Mukesh Ambani’s Reliance Industries’ shares rights issue opens today
Reliance Industries Ltd’s Rs 53,125-crore shares rights issue, the first of its kind in almost 30 years, will open subscription of shareholders on Wednesday and close on June 3.
Mukesh Ambani led Reliance Industries Ltd (RIL) opened India’s biggest-ever rights issue today. According to Hindustan Times, the company returns to the public for raising funds after a gap of three decades. RIL’s Rs 53,125 crore shares rights issue will close on June 3 with the shares of the company being offered at Rs 1,257 per share, a 14.8% discount from the current market price
Here are the key highlights:
1.Reliance is set to issue 42,26,26,894 equity shares of the face value of Rs 10 each.
2.Shareholders will have to pay only 25% for subscribing to RIL’s mega Rs 53,125-crore rights issue and they will have to pay the balance in two instalments.
3.A similar amount will be due for payment in May 2021 and the balance 50% has to be paid in November 2021.
4.They will have to pay Rs 314.25 in May 2021 and balance Rs 628.50 is to be paid in November 2021.
5.The last date for shareholders wishing to do an on-market renunciation is May 29.

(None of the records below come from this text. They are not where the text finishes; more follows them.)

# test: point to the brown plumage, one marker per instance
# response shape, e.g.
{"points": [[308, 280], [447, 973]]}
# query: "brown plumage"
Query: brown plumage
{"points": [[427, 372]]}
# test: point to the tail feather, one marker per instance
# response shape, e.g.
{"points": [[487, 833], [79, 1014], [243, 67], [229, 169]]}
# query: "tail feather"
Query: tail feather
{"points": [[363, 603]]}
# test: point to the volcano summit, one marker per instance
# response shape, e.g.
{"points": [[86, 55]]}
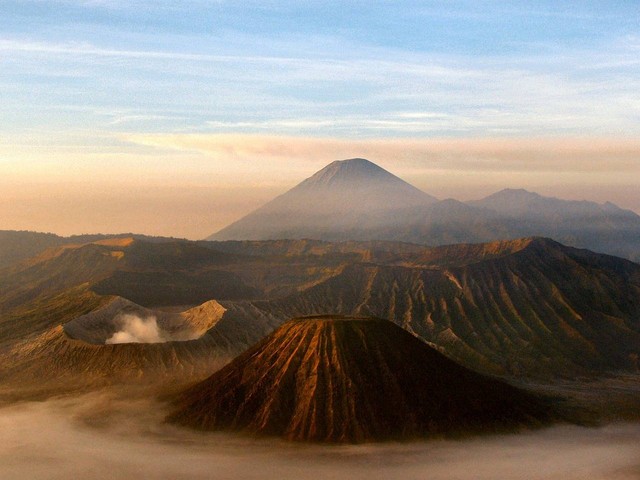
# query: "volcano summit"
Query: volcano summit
{"points": [[348, 379]]}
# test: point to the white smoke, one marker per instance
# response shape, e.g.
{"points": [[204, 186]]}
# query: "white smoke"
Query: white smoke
{"points": [[135, 329]]}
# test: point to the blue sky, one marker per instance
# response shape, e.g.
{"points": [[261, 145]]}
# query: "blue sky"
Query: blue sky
{"points": [[169, 93]]}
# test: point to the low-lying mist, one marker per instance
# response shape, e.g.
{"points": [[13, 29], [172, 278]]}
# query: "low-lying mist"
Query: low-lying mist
{"points": [[104, 436]]}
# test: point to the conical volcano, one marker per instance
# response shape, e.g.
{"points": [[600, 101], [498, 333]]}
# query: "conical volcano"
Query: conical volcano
{"points": [[341, 201], [345, 379]]}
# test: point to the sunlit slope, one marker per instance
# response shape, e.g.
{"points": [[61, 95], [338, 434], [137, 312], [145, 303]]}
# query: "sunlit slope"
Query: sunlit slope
{"points": [[526, 307], [351, 380], [357, 200]]}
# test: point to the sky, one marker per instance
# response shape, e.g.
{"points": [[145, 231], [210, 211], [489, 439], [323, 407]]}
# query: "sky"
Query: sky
{"points": [[177, 117]]}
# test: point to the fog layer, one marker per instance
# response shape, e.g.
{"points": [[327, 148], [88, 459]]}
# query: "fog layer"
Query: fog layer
{"points": [[100, 436]]}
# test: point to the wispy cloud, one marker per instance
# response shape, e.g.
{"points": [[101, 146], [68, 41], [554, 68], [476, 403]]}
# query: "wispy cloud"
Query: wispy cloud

6.Out of the net proceeds of Rs 53,036.13 crore, three-fourth of it will be used to repay either fully or partly the Rs 16,350 crore of commercial papers and Rs 36,213 crore of non-convertible debentures
7.Billionaire Mukesh Ambani''s firm had on April 30 announced fund raising of Rs 53,125 crore by way of a 1:15 rights issue - India’s biggest and first such issue by the firm in nearly three decades.
8.One share will be offered for every 15 shares held at Rs 1,257. Reliance Industries'' shares closed at Rs 1,408 on the BSE.
9.The last time RIL tapped into the public for funds was in 1991 when it had issued convertible debentures. The debentures were subsequently converted into equity shares at Rs 55 apiece.
10.Ambani had in August last year unveiled plans to cut debt to zero by 2021. As part of this plan, RIL has been seeking strategic partnerships across its businesses, while targeting to deleverage the balance sheet.